Sunday, I came into the city and had a late breakfast in a pleasant diner in the upper 40s on the west side. I walked downtown and stopped at Barnes & Noble on 8th Street and read from Robin D.G. Kelley’s The Black Radical Imagination in which he argues that love and hope, a vision of changed selves and changed institutions, not oppression and anger, have most inspired political thought and social movements. Then I sat in Washington Square Park reading from The Works of Plato. Reading Plato on Socrates, I thought how interesting it was that Socrates’ attempts at acquiring knowledge and providing philosophical critique were hampered by rumor and the personal vanity and resentment of others, as well as established tradition supported by the power of the state. How little and how much has changed?

I thought about things I have hoped for over the years: intellectual comrades, and financial security.

I slept in a little late on Monday, Memorial Day. I had dreamed that I was happily helping a female relative cook a holiday meal, a pleasant dream that caused me pain upon awaking—she has, in fact, been dead for five years.

I went out for a turkey breast sandwich and sat in a park, where I ate. I thought about how being disenfranchised (not part of established systems of effort and reward) is similar to being free in that one has the time to pursue one’s inclinations—though, unlike a state of freedom, one doesn’t have the opportunity or resources. I went home, and went to bed, listening to music, reading, sleeping. I read some of Jerry Rosco’s biography of writer Glenway Wescott and a newspaper article in which someone said people should take a moment from their shopping and barbecuing to remember that Memorial Day is intended to commemorate people who gave their lives in service to their country. I woke in late afternoon, did minor chores, then felt very hungry and went out.

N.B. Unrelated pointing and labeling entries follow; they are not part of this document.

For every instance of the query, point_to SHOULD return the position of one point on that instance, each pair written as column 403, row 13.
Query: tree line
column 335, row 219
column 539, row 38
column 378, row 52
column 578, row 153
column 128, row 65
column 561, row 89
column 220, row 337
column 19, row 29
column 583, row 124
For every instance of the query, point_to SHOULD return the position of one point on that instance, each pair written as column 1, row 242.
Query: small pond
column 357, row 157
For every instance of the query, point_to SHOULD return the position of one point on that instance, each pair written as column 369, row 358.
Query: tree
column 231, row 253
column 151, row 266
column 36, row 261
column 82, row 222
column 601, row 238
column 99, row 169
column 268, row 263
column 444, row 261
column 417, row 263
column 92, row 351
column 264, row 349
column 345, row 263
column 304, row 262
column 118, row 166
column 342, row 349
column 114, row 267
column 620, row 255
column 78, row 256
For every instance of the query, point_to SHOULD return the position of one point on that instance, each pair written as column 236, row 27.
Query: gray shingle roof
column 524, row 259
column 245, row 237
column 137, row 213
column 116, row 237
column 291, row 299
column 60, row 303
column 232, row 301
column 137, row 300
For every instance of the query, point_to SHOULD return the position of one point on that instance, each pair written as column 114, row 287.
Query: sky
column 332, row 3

I stood at the edge of a block looking down the street, trying to decide if I wanted to walk down this street to get to the main avenue on which I’d walk until I found a place where I wanted to eat. I stood and I watched the green car go slowly—certainly no more than twenty-five to thirty miles an hour—down the street when suddenly an East Indian girl, slim and in a purple top and in black shorts, backed into the street to catch what looked like a spongy football. From my perspective she seemed far enough in front of the car to make it to the other side of the street, but she was not. She was hit. A small crowd began to gather, and I began to walk toward the accident. The girl—about 13?—was in a semi-fetal position on the ground, mostly unmoving. The street was one block away from the one on which I lived, parallel to it, and I often walked here but I did not know the girl who was hit nor did I know the people gathering. Someone, after hesitating to watch, went inside to call an ambulance. The tanned woman in the car, middle age, attractive with dyed blonde hair, cried out, “You see, I stopped,” then “Would someone please call my husband?” She had an accent but I’m terrible with accents: was she Latino, East European, East Indian? There are no pay phones on the street, which is lined with private family homes. I watched for a time, but didn’t like the sight of the growing crowd. Were they concerned or was this entertainment? I couldn’t do anything. I walked away, and saw an ambulance coming.

I walked to a pizza place for a couple of slices. I thought of how quickly the accident had happened and wondered how anyone who saw it could be entirely sure of what he saw: was the girl’s top purple and her shorts black? When I got back to the scene of the accident, the girl, the woman in the car, the crowd, and the ambulance were gone. I asked a man on the street, “Did the ambulance take the girl to the hospital?” He said, “I don’t know anything about that.” Neither did I. We are simply unknown and unknowing neighbors.